引文:线程模型(Threading Model)默认从进程域 (M:N 模型 ) 改为系统全局域 (1:1 模型 )
在 AIX 5L 中,pthread 线程的默认模型是 m:n 方式,而从 AIX 6.1 开始,默认改为了 1:1 方式。这两种方式在系统中通过 AIXTHREAD_SCOPE 环境变量来进行控制。如果设置 AIXTHREAD_SCOPE=P,则线程模型为进程域(M:N 模型),设置 AIXTHREAD_SCOPE=S 则为系统域(1:1 模型)。
1:1 模型下,每个用户空间的线程都对应于内核中的一个线程,线程的调度由内核在系统全局范围进行;而 M:N 模型下,多个用户线程对应于内核中的多个内核线程,用户线程调度仅限于在本进程范围内进行,而对应的内核线程则交由内核进行调度。许多应用程序例如数据库 和 Java 应用要求设置为 1:1 方式以提供更好的性能,在 AIX 5L 中这些应用程序会要求配置 AIXTHREAD_SCOPE 环境变量,而在 AIX 6.1 中默认即为为 1:1 方式,不再需要进行配置。
原文:
Thread tuning
User threads provide independent flow of control within a process.
If the user threads need to access kernel services (such as system calls), the user threads will be serviced by associated kernel threads. User threads are provided in various software packages with the most notable being the pthreads shared library (libpthreads.a). With the libpthreads implementation, user threads sit on top of virtual processors (VP) which are themselves on top of kernel threads. A multithreaded user process can use one of two models, as follows: 1:1 Thread Model The 1:1 model indicates that each user thread will have exactly one kernel thread mapped to it. This is the default model on AIX® 4.1, AIX 4.2, and AIX 4.3. In this model, each user thread is bound to a VP and linked to exactly one kernel thread. The VP is not necessarily bound to a real CPU (unless binding to a processor was done). A thread which is bound to a VP is said to have system scope because it is directly scheduled with all the other user threads by the kernel scheduler. M:N Thread Model The M:N model was implemented in AIX 4.3.1 and is also now the default model. In this model, several user threads can share the same virtual processor or the same pool of VPs. Each VP can be thought of as a virtual CPU available for executing user code and system calls. A thread which is not bound to a VP is said to be a local or process scope because it is not directly scheduled with all the other threads by the kernel scheduler. The pthreads library will handle the scheduling of user threads to the VP and then the kernel will schedule the associated kernel thread. As of AIX 4.3.2, the default is to have one kernel thread mapped to eight user threads. This is tunable from within the application or through an environment variable.

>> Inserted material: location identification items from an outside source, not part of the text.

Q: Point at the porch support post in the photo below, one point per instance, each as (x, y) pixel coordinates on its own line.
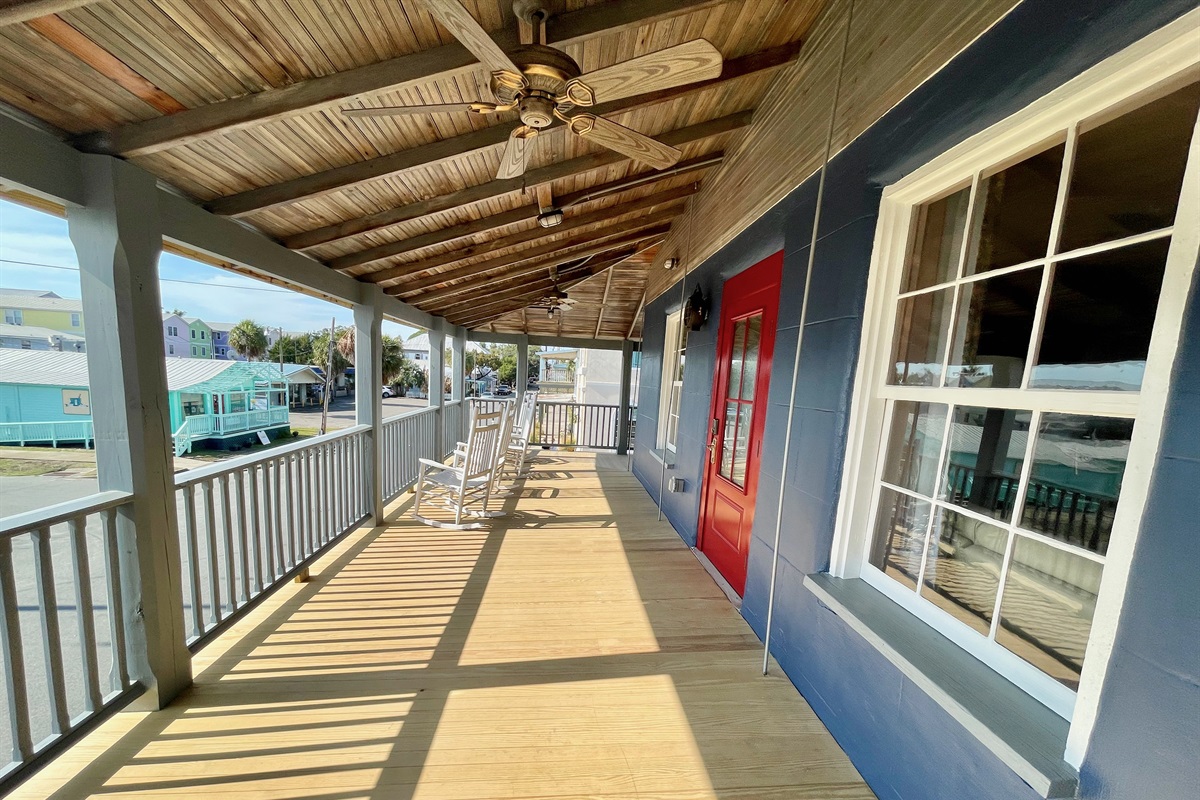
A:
(627, 385)
(522, 366)
(437, 383)
(367, 390)
(118, 239)
(459, 365)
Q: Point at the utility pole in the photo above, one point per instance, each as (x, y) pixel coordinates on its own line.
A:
(329, 377)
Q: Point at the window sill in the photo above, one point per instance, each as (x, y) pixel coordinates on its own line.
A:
(1021, 732)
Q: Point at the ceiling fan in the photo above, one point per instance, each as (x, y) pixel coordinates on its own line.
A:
(543, 84)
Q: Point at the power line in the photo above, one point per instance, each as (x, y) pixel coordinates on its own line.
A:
(196, 283)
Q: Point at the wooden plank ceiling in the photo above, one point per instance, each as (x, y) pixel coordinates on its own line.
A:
(238, 103)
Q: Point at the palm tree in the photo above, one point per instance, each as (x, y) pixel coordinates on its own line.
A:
(249, 338)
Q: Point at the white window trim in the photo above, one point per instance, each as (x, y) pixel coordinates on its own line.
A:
(670, 367)
(1168, 55)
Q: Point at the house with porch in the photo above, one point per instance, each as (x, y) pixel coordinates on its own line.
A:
(910, 511)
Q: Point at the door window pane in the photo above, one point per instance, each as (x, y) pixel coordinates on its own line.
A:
(1045, 614)
(750, 365)
(1128, 172)
(915, 444)
(983, 468)
(1017, 208)
(994, 329)
(963, 567)
(935, 256)
(1075, 479)
(1099, 319)
(900, 523)
(923, 324)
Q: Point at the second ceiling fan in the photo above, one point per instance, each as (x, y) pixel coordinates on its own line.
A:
(543, 84)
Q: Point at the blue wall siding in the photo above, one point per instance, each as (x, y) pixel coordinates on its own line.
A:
(904, 744)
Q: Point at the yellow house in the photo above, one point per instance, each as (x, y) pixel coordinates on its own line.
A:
(42, 310)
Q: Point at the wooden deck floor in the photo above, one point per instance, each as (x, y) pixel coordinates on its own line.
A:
(576, 649)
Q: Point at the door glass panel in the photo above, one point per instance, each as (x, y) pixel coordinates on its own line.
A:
(963, 567)
(731, 426)
(750, 365)
(742, 445)
(1128, 173)
(923, 325)
(1075, 479)
(983, 469)
(994, 329)
(935, 254)
(1017, 206)
(736, 360)
(1099, 319)
(900, 523)
(913, 445)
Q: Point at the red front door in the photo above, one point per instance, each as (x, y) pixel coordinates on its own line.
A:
(744, 344)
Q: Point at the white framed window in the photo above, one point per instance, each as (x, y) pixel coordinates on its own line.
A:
(1026, 296)
(675, 352)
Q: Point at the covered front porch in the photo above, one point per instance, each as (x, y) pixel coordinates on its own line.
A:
(575, 649)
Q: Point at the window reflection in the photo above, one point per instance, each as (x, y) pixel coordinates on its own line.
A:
(900, 523)
(1128, 173)
(939, 242)
(1017, 208)
(922, 325)
(915, 444)
(1099, 319)
(993, 330)
(1075, 479)
(1045, 615)
(963, 567)
(983, 467)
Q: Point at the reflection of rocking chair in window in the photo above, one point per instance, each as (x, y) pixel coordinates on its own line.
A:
(467, 480)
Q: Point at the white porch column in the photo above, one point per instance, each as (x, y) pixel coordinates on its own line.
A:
(522, 366)
(367, 389)
(627, 386)
(437, 382)
(459, 365)
(118, 239)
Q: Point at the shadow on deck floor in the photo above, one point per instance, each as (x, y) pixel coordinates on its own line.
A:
(575, 649)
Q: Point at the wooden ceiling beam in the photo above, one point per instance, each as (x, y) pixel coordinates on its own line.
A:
(390, 166)
(533, 236)
(505, 218)
(438, 62)
(22, 11)
(418, 289)
(496, 188)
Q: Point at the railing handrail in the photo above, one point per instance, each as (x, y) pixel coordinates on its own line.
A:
(406, 415)
(54, 515)
(202, 474)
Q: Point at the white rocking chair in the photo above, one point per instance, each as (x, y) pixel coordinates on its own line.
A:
(517, 444)
(467, 480)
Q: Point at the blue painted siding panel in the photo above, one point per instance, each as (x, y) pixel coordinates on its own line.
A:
(1149, 728)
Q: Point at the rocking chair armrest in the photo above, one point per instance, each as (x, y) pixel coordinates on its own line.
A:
(437, 464)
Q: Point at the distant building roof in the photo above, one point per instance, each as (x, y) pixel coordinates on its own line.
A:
(36, 332)
(37, 302)
(54, 368)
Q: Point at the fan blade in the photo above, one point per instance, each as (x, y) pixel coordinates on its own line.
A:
(459, 22)
(673, 66)
(515, 152)
(432, 108)
(624, 140)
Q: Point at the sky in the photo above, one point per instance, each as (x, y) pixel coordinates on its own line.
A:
(36, 253)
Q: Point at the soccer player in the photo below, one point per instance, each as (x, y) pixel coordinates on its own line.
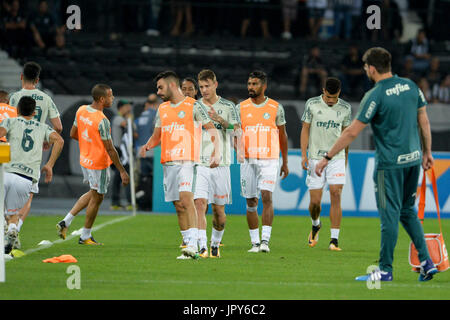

Depending on the type of application, the administrator can choose to use a different thread model. Tests on AIX 4.3.2 have shown that certain applications can perform much better with the 1:1 model. This is an important point because the default as of AIX 4.3.1 is M:N. By simply setting the environment variable AIXTHREAD_SCOPE=S for that process, we can set the thread model to 1:1 and then compare the performance to its previous performance when the thread model was M:N.
If you see an application creating and deleting threads, it could be the kernel threads are being harvested because of the 8:1 default ratio of user threads to kernel threads. This harvesting along with the overhead of the library scheduling can affect the performance. On the other hand, when thousands of user threads exist, there may be less overhead to schedule them in user space in the library rather than manage thousands of kernel threads. You should always try changing the scope if you encounter a performance problem when using pthreads; in many cases, the system scope can provide better performance.
If an application is running on an SMP system, then if a user thread cannot acquire a mutex, it will attempt to spin for up to 40 times. It could easily be the case that the mutex was available within a short amount of time, so it may be worthwhile to spin for a longer period of time. As you add more CPUs, if the performance goes down, this usually indicates a locking problem. You might want to increase the spin time by setting the environment variable SPINLOOPTIME=n, where n is the number of spins. It is not unusual to set the value as high as in the thousands depending on the speed of the CPUs and the number of CPUs. Once the spin count has been exhausted, the thread can go to sleep waiting for the mutex to become available or it can issue the yield() system call and simply give up the CPU but stay in an executable state rather than going to sleep. By default, it will go to sleep, but by setting the YIELDLOOPTIME environment variable to a number, it will yield up to that many times before going to sleep. Each time it gets the CPU after it yields, it can try to acquire the mutex.
Certain multithreaded user processes that use the malloc subsystem heavily may obtain better performance by exporting the environment variable MALLOCMULTIHEAP=1 before starting the application. The potential performance improvement is particularly likely for multithreaded C++ programs, because these may make use of the malloc subsystem whenever a constructor or destructor is called. Any available performance improvement will be most evident when the multithreaded user process is running on an SMP system, and particularly when system scope threads are used (M:N ratio of 1:1). However, in some cases, improvement may also be evident under other conditions, and on uniprocessors.